When Gillespie heard the group planned to restore the old chapel, the song came back to his mind right away. “It’s an incredible song about flying around an aircraft carrier,” he said. “It’s something that means a lot to pilots around here.”
Once the chapel is restored the project will move on to the rest of the property.
The plan is to use the old theater across the street from the chapel as the initial memorial center, but eventually they want to clear out a section of trees and build a facility that can grow to as big as 150,000 square feet.
Houston said when Cassata first came to him he wanted to expand on the current memorial known as the Hero’s Walk and Freedom Trees. It’s made up of a stretch of land adjacent to the chapel dedicated in 1973 that now consists of markers and trees planted for 16 Navy aviators who were stationed at Cecil Field and then classified as prisoners of war or missing in action during the Vietnam War and first Gulf War.
“I said, ‘That’s not sustainable, that’s not big enough,’ ” Houston said, remembering his first meeting with Cassata.
He said he suggested a wall for the 83,000 veterans still missing in action, but now the organizers are thinking it might be better to build something using more advanced technology. Houston said they would like to break the memorial down by state and in some way update the names to reflect when the remains are returned home for proper burials.
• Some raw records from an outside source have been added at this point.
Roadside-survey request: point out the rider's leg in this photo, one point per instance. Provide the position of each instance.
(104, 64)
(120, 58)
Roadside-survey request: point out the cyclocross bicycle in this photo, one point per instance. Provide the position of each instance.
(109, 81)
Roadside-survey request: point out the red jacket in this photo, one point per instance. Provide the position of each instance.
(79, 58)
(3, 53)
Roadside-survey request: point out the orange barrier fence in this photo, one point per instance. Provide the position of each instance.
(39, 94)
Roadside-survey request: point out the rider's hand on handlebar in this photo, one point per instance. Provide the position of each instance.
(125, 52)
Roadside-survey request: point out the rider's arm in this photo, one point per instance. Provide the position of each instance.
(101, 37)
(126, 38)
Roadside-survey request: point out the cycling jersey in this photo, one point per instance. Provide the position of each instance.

Houston said that way each state can contribute information — and possibly funding — to the memorial. He said the fundraising effort needs to get going immediately because the ambitious plans need capital to make them a reality.
“We had to hold off on fundraising because we didn’t have a lease,” Houston said. “The lease has been in the making for over a year, and we couldn’t go out and ask for money because if the lease didn’t come through we were stuck.”
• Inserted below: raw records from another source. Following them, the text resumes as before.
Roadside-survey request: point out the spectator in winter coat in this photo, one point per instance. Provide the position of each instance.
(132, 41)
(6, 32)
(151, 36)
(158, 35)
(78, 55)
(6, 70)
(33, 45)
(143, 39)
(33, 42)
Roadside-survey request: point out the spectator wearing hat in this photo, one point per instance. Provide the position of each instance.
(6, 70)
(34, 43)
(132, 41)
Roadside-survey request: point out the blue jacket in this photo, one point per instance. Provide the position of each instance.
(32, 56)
Anyone interested in donating money can visit the group’s website powmiamemorial.org. The site is still developing, and Cassata said they will soon have a form where people can apply to volunteer their services to the project as well.
Cassata is working with people who served at Cecil and family members with loved ones represented in the Hero’s Walk.
Cynde Covington’s father, Cmdr. Fred Wright, is one of the 16 pilots already memorialized. She said Cassata has been good about asking for input from her family on the conceptual plans for the future. She said she likes to leave the major planning up to the professionals, but she isn’t shy about offering advice on some of the smaller things.
“The little tiny details of the design really touched my heart in a lot of ways,” she said. “Some of those details moved me to tears.”
Those details include a potential static display of an A-7 Corsair II at the front of the museum and a static display of an F/A-18 Hornet at the front entrance to the property.
The aircraft carrier USS Saratoga was a ship that meant a lot to many Cecil pilots, so Cassata said he would like to incorporate the ship on the property in some way.
Right now the plan is to have a reflection pool with a large dock made to simulate a scaled-down replica of the Saratoga’s flight deck.
Covington said that’s one detail that will really mean a lot to her.
“When you talk about that being the Saratoga deck, that’s the ship that my daddy flew off of,” she said. “The Saratoga is always going to have a special place in my heart.”